Background
This case involves a school desegregation lawsuit that has been pending for more than sixty years. After private plaintiffs were dismissed in two thousand and twenty-five, the remaining parties—the United States, Delta Charter Group, and the School Board of Concordia Parish—jointly stipulated to dismiss the action with prejudice under Federal Rule of Civil Procedure forty-one. The district court refused to honor the stipulation, citing public policy concerns and the need to determine unitary status under Brown and Green precedents. The court scheduled evidentiary hearings to assess whether the school district had achieved unitary status before allowing dismissal.
The court’s reasoning
The court held that Rule forty-one stipulated dismissals are self-executing and strip the district court of subject-matter jurisdiction immediately. The court found that the district court’s orders scheduling hearings were not final decisions and did not qualify for collateral-order doctrine review. The court granted mandamus because the School Board had no adequate alternative means of relief, the right to the writ was clear and indisputable under binding precedent, and the issue had importance beyond the immediate case. The court clarified that Brown and Green do not authorize a court to insist on adjudicating unitary status after all parties with authority to litigate have ended the case.

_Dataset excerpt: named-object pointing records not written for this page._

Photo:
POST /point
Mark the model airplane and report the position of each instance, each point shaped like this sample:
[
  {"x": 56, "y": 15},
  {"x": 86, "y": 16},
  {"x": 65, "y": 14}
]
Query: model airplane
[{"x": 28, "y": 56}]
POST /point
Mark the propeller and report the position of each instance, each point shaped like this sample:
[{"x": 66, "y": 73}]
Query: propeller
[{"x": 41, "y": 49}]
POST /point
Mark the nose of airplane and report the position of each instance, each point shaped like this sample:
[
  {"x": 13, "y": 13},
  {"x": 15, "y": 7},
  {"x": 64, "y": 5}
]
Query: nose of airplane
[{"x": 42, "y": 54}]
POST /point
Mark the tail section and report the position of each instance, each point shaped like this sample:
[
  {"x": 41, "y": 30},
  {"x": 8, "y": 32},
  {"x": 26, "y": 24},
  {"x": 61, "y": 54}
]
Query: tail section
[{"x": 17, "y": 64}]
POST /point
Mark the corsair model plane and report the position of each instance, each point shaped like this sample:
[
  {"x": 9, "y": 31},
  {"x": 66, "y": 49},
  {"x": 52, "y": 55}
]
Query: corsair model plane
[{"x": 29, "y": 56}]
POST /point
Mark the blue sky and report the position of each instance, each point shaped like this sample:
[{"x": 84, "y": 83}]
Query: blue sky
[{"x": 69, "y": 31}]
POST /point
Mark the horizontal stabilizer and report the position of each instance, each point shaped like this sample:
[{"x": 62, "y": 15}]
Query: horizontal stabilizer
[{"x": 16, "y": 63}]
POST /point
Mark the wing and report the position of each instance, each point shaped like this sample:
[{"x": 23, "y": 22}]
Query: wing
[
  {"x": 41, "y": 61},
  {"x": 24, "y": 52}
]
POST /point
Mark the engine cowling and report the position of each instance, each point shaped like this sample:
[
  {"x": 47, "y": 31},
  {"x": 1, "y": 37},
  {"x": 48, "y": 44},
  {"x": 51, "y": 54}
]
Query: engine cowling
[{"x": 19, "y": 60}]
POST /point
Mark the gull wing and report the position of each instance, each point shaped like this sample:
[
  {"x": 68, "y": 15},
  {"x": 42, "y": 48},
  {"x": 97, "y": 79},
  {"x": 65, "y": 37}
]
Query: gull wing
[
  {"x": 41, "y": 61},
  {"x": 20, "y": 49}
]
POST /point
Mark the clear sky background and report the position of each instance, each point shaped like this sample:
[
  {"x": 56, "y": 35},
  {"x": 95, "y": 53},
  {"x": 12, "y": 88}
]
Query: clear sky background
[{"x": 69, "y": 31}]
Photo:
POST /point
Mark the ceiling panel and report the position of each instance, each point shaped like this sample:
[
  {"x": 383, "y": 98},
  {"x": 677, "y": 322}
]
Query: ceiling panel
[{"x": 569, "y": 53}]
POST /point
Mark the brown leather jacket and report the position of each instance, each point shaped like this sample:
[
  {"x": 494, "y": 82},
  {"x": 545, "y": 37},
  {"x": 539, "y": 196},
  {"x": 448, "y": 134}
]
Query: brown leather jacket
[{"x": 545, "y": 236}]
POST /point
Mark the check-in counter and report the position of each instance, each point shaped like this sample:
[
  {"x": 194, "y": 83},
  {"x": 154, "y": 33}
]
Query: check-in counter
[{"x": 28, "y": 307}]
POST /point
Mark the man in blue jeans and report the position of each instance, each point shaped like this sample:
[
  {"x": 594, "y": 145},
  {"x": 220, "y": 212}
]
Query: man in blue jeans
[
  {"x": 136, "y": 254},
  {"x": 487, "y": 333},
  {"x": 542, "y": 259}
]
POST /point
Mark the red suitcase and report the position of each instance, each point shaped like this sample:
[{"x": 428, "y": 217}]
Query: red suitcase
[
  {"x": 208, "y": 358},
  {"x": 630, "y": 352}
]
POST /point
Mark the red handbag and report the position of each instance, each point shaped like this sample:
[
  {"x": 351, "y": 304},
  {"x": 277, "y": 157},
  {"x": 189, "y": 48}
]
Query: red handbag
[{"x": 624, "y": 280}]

Once the stipulation was filed, the case was over—and nothing the district court did afterward could change that.
Vernon Smith v. School Board of Concordia Parish, 25-30698 (5th Cir. 2026)
The dissent
It is a mistake for this court to allow mandamus to act as a substitute for an appeal.
Carl E. Stewart
What it means going forward
The ruling reinforces that federal courts cannot override a valid Rule forty-one stipulation signed by all parties, even in long-running institutional cases involving desegregation. It prevents district courts from scheduling further proceedings after a case has been dismissed by stipulation.